The Stoics belief system that had a big grain of truth truth to it with their ethical system because years later in 20th century, the Stoics whole premise that negative emotions are based on incorrect judgments became the foundation of Rational Emotive Behavioral Therapy by Albert Ellis.  Later, Cognitive Behavioral Therapy was derived from REBT and is the scientific gold standard in therapy.

What’s more is it turned out that the Stoics had a naturalistic and scientific falsifiable argument for how their ethics.  The Stoic Hierocles argued that Stoic ethics is based on how humans and animals all have an instinctual need of self-preservation and then develop a need of the preservation of their offspring. This love (okeiosis), for humans, can be spread out further toward the preservation of the tribe, and further to the preservation of the society, and further to humanity itself.

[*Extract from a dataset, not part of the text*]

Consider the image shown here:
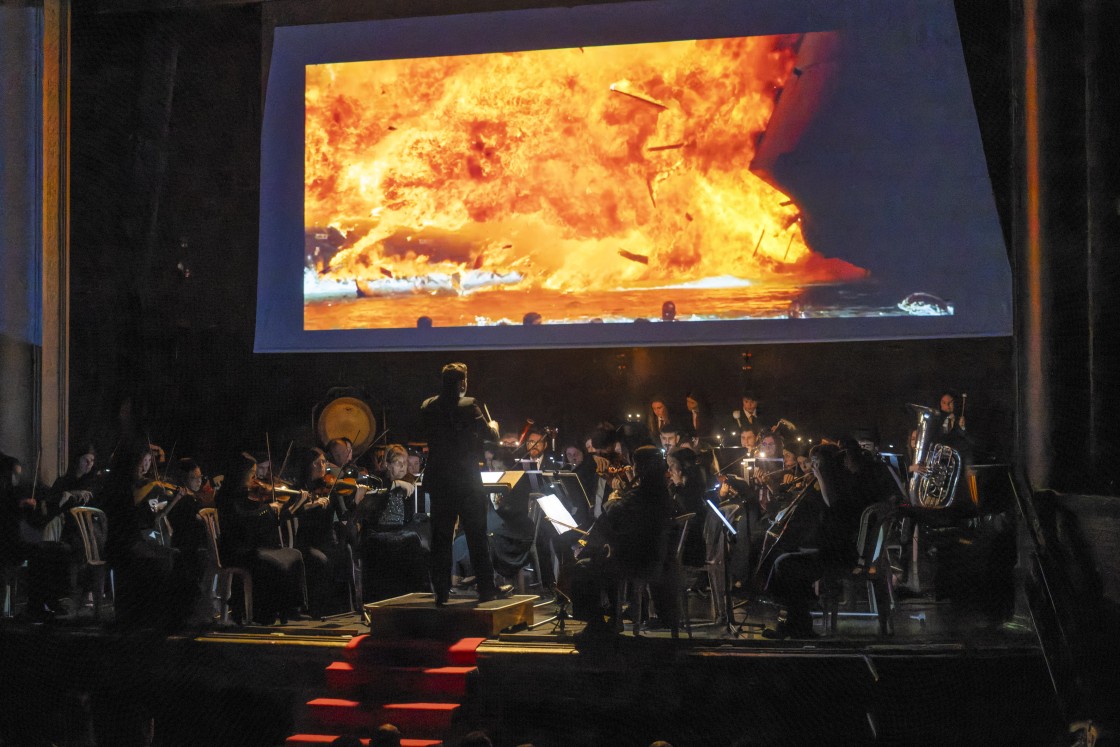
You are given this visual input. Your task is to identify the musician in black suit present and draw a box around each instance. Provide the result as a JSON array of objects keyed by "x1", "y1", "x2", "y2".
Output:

So is Stoic ethics what we need as an answer to today’s nihilism?  I think so.  Am I absolutely convinced it’s the answer?  I’m not sure.  But I’m not sure of anything.  As Socrates once declared, “All I know is that I know nothing.”  But I certainly do think that I have rationally warranted beliefs in Stoicism as a coherent ethical system.

#Virtueethics #Deontology #utilitarianism #LarwenceBecker #Sartre #Hierocles #AlbertCamus #Nietzsche #Categoricalimperative #JohnStewartMill #Existentialism #RationalEmotiveBehavioralTherapy #HieroclesCircles #ANewStoicism #AlbertEllis #CognitiveBehavioralTherapy #JohnPaulSartre #Kant #philosophy #hilosophyblogger #blogger #CynicandStoicMemes #Hieroclescircles #oikeiosis #sentimentoflove #selfpreservation #pleasure #virtue #virtueistheonlygood #virtueisthesolegood #Humesfork #oughtfromanis #oughtvsis #isvsought #valuesandfacts #factsandvalues #deathofgod #Christianity #mastermorality #slavemorality #beyondgoodandevil

Published by Jess W

JW has a B.A. in Philosophy from Drury University. JW has practiced philosophy for years after graduating Drury U, though he hasn't pursued philosophy as a career of choice. JW eventually learned what Stoicism was really all about and decided to adopt virtually all of its precepts. It's served JW well and has helped him through his journey through a life of ups and downs.